Although molecular distinctions between common prostate adenocarcinomas and SCN cancers were previously identified, the mechanism triggering these changes remained elusive. The research, published in Cancer Cell, employed a prostate cancer model where healthy human prostate cells, when implanted into mice, were manipulated to progress from adenocarcinomas to SCN cancers.
Tracking the progression over 10 weeks through biopsies and genetic analyses, the researchers uncovered that prostate adenocarcinomas primarily follow two distinct paths to evolve into SCN cancers. The unexpected simplicity of only two major pathways provides hope for therapeutic interventions, as understanding and blocking a limited number of routes is more manageable than tackling numerous possibilities.

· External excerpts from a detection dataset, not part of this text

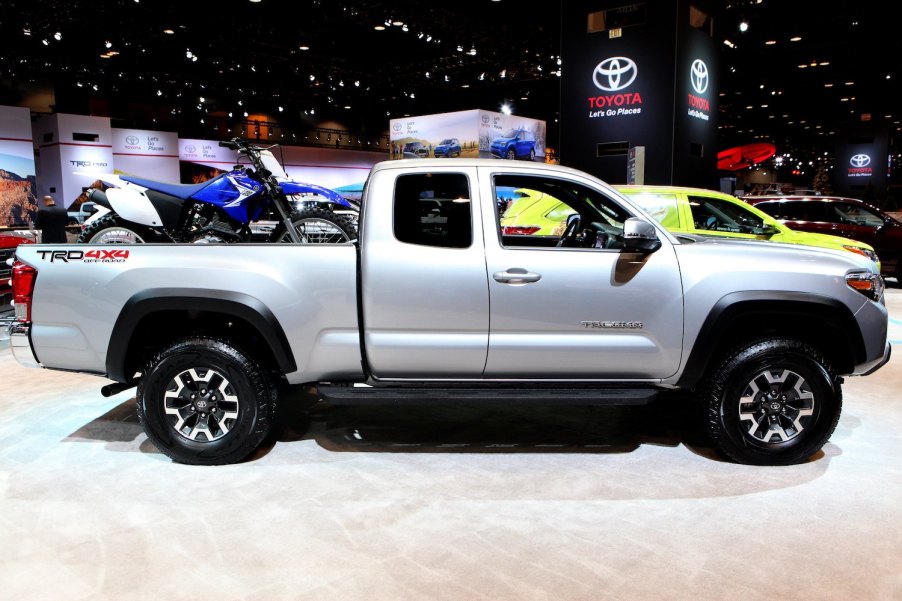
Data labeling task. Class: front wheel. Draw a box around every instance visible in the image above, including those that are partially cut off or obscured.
[76,213,154,244]
[701,338,842,465]
[271,207,357,244]
[136,337,277,465]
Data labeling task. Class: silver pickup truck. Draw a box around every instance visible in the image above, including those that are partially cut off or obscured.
[10,159,890,465]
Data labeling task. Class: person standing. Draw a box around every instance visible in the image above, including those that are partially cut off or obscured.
[34,195,69,243]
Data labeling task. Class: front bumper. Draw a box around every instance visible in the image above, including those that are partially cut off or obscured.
[7,322,43,367]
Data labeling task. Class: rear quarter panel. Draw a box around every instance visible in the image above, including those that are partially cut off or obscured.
[18,244,360,383]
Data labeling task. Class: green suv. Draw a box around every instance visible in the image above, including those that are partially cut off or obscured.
[614,185,880,267]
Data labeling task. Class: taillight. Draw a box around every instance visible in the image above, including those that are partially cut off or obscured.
[12,261,38,322]
[846,273,885,302]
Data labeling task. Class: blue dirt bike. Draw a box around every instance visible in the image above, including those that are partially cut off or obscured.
[78,138,357,244]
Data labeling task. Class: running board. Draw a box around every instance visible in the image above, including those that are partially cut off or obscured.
[316,384,658,405]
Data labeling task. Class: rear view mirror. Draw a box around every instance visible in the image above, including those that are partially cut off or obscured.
[623,217,661,253]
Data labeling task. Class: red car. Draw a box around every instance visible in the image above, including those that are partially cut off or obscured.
[742,196,902,284]
[0,233,34,314]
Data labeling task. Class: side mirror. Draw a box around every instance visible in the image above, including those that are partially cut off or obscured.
[623,217,661,253]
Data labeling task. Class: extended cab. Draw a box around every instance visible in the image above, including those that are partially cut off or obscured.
[10,158,890,464]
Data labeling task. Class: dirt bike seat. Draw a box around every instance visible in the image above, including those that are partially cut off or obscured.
[119,175,210,200]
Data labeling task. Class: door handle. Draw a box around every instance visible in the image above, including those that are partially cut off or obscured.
[492,267,542,285]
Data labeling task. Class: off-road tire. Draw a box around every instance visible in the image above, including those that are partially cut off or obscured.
[270,207,357,244]
[136,336,278,465]
[75,213,156,244]
[699,338,842,465]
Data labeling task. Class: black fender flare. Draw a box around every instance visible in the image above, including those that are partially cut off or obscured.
[677,290,866,387]
[106,288,297,382]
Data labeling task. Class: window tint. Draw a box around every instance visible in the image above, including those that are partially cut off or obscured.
[689,195,765,234]
[628,192,680,228]
[755,200,828,221]
[494,175,630,248]
[832,202,883,227]
[393,173,473,248]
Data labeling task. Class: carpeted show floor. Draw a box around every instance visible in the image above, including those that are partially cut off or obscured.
[0,283,902,601]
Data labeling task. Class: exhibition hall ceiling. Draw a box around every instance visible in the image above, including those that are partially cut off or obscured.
[0,0,902,164]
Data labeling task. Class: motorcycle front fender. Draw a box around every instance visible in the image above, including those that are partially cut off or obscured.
[106,187,163,227]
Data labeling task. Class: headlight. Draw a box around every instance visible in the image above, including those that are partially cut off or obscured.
[843,244,878,263]
[846,273,885,301]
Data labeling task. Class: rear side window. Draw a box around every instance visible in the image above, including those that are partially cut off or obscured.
[689,196,764,234]
[628,192,680,229]
[832,202,883,227]
[755,200,829,221]
[393,173,473,248]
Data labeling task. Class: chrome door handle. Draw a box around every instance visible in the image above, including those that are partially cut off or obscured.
[492,267,542,284]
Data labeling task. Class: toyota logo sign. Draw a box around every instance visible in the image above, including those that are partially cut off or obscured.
[592,56,639,92]
[689,59,708,94]
[849,154,871,167]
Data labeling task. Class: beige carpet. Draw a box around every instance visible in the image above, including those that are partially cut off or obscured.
[0,287,902,601]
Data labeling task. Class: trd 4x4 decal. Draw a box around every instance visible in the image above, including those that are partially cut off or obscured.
[37,248,129,263]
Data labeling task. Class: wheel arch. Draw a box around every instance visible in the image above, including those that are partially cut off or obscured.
[677,291,866,387]
[106,288,297,382]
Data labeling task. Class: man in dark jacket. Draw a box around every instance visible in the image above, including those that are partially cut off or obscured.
[34,196,69,242]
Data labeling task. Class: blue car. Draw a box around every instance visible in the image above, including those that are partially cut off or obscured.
[491,128,536,161]
[432,138,460,157]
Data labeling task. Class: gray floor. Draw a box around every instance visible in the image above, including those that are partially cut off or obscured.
[0,287,902,601]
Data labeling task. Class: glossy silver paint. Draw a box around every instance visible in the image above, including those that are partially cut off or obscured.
[14,159,887,385]
[18,243,361,383]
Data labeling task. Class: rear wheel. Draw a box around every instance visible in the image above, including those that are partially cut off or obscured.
[271,207,357,244]
[701,338,842,465]
[76,213,154,244]
[137,337,277,465]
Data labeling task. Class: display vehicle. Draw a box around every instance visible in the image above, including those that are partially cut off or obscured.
[489,128,536,161]
[9,158,891,465]
[616,184,880,265]
[743,195,902,284]
[432,138,461,157]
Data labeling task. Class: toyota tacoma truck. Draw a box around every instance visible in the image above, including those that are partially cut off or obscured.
[3,158,890,465]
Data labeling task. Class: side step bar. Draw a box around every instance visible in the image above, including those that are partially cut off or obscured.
[316,384,658,405]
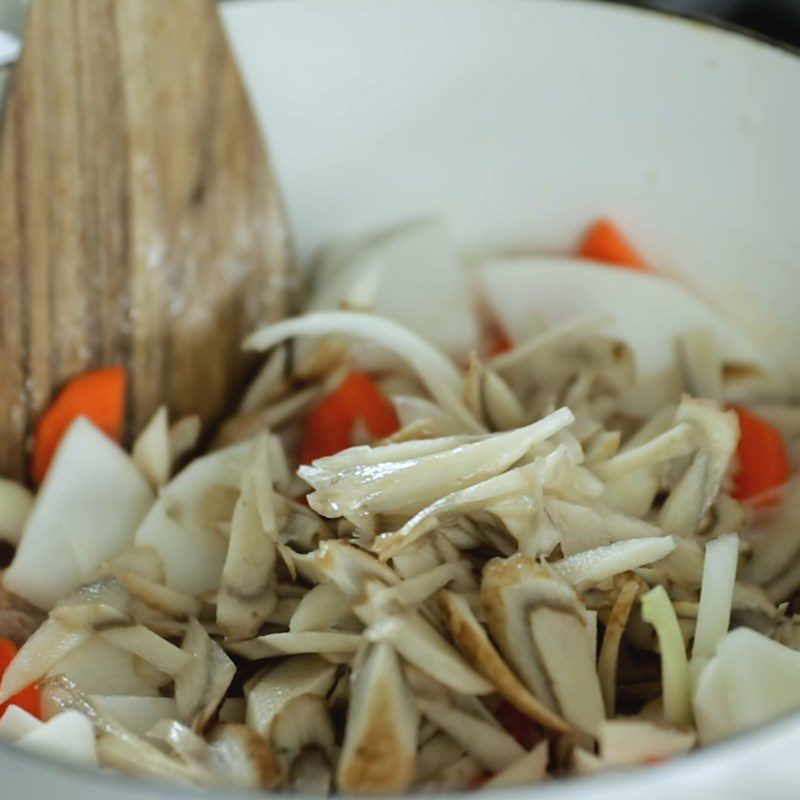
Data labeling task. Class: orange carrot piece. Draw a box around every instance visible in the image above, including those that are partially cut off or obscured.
[0,639,42,718]
[31,367,127,484]
[733,406,792,508]
[338,372,400,439]
[300,372,400,464]
[300,395,352,464]
[495,700,542,750]
[580,219,649,270]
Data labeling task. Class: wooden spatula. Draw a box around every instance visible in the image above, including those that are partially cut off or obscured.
[0,0,296,477]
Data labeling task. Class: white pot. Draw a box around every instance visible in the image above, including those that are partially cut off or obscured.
[0,0,800,800]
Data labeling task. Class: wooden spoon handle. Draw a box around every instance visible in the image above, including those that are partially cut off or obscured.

The researchers plan to conduct further studies aimed at developing strategies to inhibit these identified pathways. Certain molecular changes critical for SCN cancer evolution could be potential targets for drug interventions. Instead of the formidable task of creating drugs for advanced SCN prostate or lung cancers, the researchers propose focusing on preventing the progression of less aggressive subtypes to curb the emergence of SCN cancers.
In essence, this study underscores a reproducible process that cancers undergo to become more aggressive. The hope lies in predicting the trajectory towards aggressive cancer, allowing for preventive measures. The prospect of intervening before the full-blown development of SCN cancers presents a promising strategy for managing and potentially thwarting their progression.